This is the mail archive of the
mailing list for the GCC project.
Re: libcpp how-to question: Tokenizing and spaces & tabs - or special Fortran needs
- From: "N.M. Maclaren" <nmm1 at cam dot ac dot uk>
- To: Dodji Seketeli <dodji at redhat dot com>
- Cc: Tobias Burnus <burnus at net-b dot de>, Tom Tromey <tom at tromey dot com>, "Joseph S. Myers" <joseph at codesourcery dot com>, Manuel López-Ibáñez <lopezibanez at gmail dot com>, gfortran <fortran at gcc dot gnu dot org>, gcc <gcc at gcc dot gnu dot org>
- Date: 01 Dec 2014 11:12:39 +0000
- Subject: Re: libcpp how-to question: Tokenizing and spaces & tabs - or special Fortran needs
- Authentication-results: sourceware.org; auth=none
- References: <5479E1EB dot 3080204 at net-b dot de> <874mtfu2h0 dot fsf at redhat dot com>
On Dec 1 2014, Dodji Seketeli wrote:
Just for the record -- as I am trimming the original post for legibility
-- the initial message I am replying to can be read at
Tobias Burnus <email@example.com> writes:
Do you have a suggestion how to best implement this white-space
preserving with libcpp? It can (and presumably should) be a special
flag/function for Fortran.
I would propose that libcpp gets extended to gain a new kind of token
which type would be something like 'CPP_WHITESPACE', which would contain
the exact spelling of the continuous non-vertical spaces that are
There would then be a new libcpp option that would actually make
cpp_get_token() yield that kind of token. The rest of the behaviour of
cpp_get_token() that is today associated with white spaces would remain
I would strongly recommend at least extending that to vertical white
space as well. Non-default vertical white space has caused portability
trouble for many decades in many languages (including Fortran and C).

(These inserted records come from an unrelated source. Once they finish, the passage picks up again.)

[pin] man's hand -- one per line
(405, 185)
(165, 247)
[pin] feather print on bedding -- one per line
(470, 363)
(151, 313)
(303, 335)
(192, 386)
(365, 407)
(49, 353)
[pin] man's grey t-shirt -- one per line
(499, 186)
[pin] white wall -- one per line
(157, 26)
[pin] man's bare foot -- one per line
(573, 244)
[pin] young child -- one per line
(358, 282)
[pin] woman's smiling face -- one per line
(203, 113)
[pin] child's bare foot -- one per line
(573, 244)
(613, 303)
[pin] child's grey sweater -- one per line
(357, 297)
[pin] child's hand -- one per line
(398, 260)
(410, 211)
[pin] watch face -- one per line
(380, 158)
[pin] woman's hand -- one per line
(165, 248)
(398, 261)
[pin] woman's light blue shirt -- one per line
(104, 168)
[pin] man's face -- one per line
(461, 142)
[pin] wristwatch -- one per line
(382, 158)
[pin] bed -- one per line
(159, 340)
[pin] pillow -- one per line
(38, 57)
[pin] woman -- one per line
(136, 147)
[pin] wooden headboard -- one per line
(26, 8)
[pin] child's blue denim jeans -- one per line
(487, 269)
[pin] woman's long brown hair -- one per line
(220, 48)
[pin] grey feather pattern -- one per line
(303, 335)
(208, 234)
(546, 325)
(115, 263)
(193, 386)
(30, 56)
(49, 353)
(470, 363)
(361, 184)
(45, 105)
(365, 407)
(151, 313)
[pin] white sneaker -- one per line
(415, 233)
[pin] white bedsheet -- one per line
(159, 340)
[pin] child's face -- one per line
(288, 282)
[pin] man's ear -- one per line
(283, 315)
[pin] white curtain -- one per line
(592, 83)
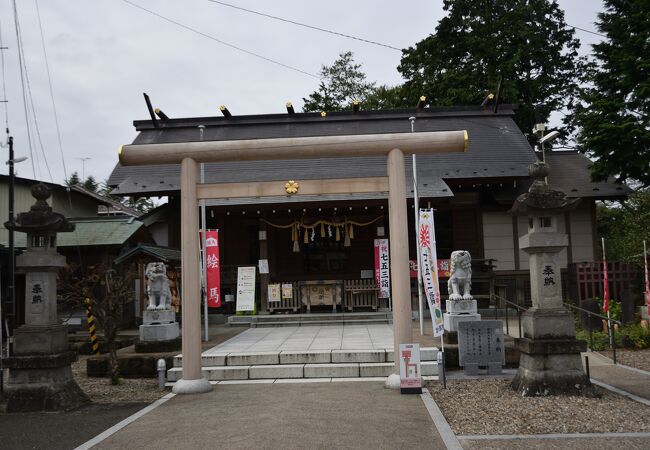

Inter alia, C's rules for what white space is acceptable and what it
does in translation phases 1-1 are poorly defined (for unavoidable
reasons, unfortunately), usually not well understood, and differ
considerably between compilers. Fortran is easier - it's processor-
dependent, and that's it - experienced people never use anything
non-default. There is also the 'interesting' case of whether CR-LF
is acceptable on Unix-like systems.
Other than that, what you say makes a lot of sense, but I am not an
expert on the internals of gcc/gfortran.
Aside: if anyone, ever again, designs a language where overprinting is
part of the syntax, please sign me up for the cluebat team to educate
them! I.e. bare CRs should either be Macintosh line separators or
diagnosed as errors, in ALL languages.